Read text file where the columns have specific format

Read text file where the columns have specific format - fortran

I am working with Fortran and I need to read a file that have 3 columns. The problem is that the 3rd column is a combination of integers, e.g. 120120101, and I need to separate each single value in a different column.
Usually, I manually remove the first 2 columns so the file would look like:
Info
0120012545
1254875541
0122110000
2254879933
To read this file where each single value is in a different column, I can use the following Fortran subroutine:
subroutine readF(imp, m, n)
implicit none
integer :: n,m,i,imp(n,m)
open(unit=100, file='file.txt', status='old', action='read')
do i=2,n
read(100,'(*(i1))') imp(i,1:m)
end do
close(unit=100)
end subroutine readF
I wonder if it is possible to read a file with the following content:
IDs Idx Info
ID001 1 125478521111
ID002 1 525478214147
ID003 2 985550004599
ID004 2 000478520002
and the results would looks like:
ID001 1 1 2 5 4 7 8 5 2 1 1 1 1
ID002 1 5 2 5 4 7 8 2 1 4 1 4 7
ID003 2 9 8 5 5 5 0 0 0 4 5 9 9
ID004 2 0 0 0 4 7 8 5 2 0 0 0 2
where the values in the 3rd column is spitted in m column.
The first row is the header, but I don't need it, so I start reading from the second line.
I tried to write use the following subroutine, but it didn't work:
subroutine readF(imp, ind, m, n)
implicit none
integer :: n,m,i,imp(n,m),ind(n),chip(n)
open(unit=100, file='file.txt', status='old', action='read')
do i=2,n
read(100,'(i8,i1,*(i1))') ind(i),chip(i),imp(i,1:m)
end do
close(unit=100)
end subroutine readF
Does anyone know how I could read that file without manually removing the first two columns?
Thank you.

I am going to guess what each of the variables mean and also try to explain some apparent mistakes.
I believe your do i=2,n is a mistake because I have seen some of my students make this mistake.

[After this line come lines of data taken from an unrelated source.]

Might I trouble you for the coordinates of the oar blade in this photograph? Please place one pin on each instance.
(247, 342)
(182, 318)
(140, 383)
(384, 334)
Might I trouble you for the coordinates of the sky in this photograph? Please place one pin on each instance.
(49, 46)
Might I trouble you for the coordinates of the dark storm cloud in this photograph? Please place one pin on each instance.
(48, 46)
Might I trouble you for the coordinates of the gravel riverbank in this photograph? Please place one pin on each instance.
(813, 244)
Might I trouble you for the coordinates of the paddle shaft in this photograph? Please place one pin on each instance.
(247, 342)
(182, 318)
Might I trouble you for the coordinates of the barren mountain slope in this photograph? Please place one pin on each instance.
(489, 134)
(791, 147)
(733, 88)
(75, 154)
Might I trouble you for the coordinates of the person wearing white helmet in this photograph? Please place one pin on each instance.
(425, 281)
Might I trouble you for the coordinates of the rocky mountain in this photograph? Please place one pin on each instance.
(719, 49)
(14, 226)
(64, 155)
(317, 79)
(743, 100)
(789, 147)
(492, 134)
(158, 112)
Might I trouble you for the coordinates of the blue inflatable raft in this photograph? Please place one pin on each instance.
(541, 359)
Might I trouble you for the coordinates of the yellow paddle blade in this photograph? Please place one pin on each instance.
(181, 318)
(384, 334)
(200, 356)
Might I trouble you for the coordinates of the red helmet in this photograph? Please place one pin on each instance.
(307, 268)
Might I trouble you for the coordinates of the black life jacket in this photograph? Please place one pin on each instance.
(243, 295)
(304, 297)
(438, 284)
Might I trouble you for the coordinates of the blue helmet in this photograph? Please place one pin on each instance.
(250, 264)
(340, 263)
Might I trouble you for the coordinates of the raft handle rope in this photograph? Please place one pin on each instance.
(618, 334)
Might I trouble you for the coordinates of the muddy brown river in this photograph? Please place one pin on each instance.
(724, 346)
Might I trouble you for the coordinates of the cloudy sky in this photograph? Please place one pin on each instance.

Starting i at 2 does not mean you are reading in from the second line, it is just the value of i. Then, assuming you have n data lines, you will miss the last data line because you are reading in n-1 lines. What you want is a blank read statement before the loop. This skips the header line. Then you want i to go from 1 to n.
From the order of the variables in the read statement, I assume ind is the ID number, chip is the Idx number, and imp has the Info numbers of 1 integer each up to m of them.
Your i8 will take the first 8 columns of information and try to interpret them as an integer. Well, ID001 1 1 is the first 8 columns of the first data line and this is not an integer. You need to skip the 'ID' and read in '001' into ind. Then skip 1 character and read in 1 integer into chip, then skip 1 more character then read in the Info, 1 integer at a time. The x format specifier skips 1 character.
For each integer to go into imp separately, you need an implied do loop that goes from 1 to m. I used j there for that. If you do not know about implied do loops, please google it. It is quite standard in Fortran.
This code snippet will do just that:
open(unit=100, file='file.txt', status='old', action='read')
read(100,*) ! This skips the header line.
do i=1,n ! Read in n data lines.
read(100,'(2x,i3,1x,i1,1x,*(i1))') ind(i),chip(i),(imp(i,j),j=1,m)
end do
close(unit=100)
Additional answer to address the comment. I see you would have two options. First, get into line parsing. I would not choose this.
Second option is to read the line using unformatted input. Unformatted input uses blanks to separate the input items. I would make the third item a character variable long enough to accommodate a length of m. This character variable can be read with Fortran's read statement. This is called reading from an internal record. You would read each integer as before. This is what this would look like:
character(len=m) :: Info
character(len=:),allocatable :: Dumb
open(unit=100, file='file.txt', status='old', action='read')
read(100,*) ! This skips the header line.
do i=1,n ! Read in n data lines.
read(100,*) Dumb, chip(i), Info
read(Info,'(*(i1))') (imp(i,j),j=1,m)
end do
close(unit=100)
The first read statement in the do loop is reading from the file. It sticks the entire first column into Dumb no matter its length, the second column into chip(i), and the entire 3rd column into a character string named Info.
The second read statement is reading from the "internal record" Info. You can use a read statement on a character string. Here I use the format specifiers and the implied do loop to extract 1 integer at a time.

Related

Compile error for a simple Fortran 77 program

I copied and pasted in Sublime Text the following program from a Fortran 77 tutorial:
program circle
real r, area
c This program reads a real number r and prints
c the area of a circle with radius r.
write (*,*) 'Give radius r:'
read (*,*) r
area = 3.14159*r*r
write (*,*) 'Area = ', area
stop
end
I saved it as circle.f and compiled from the Terminal (macOS Sierra):
gfortran circle.f
It returned the error message:
circle.f:1:1:
program circle
1
Error: Non-numeric character in statement label at (1)
circle.f:1:1:
program circle
1
Error: Unclassifiable statement at (1)
How can I fix it? (The answer for another similar question does not solve the problem.)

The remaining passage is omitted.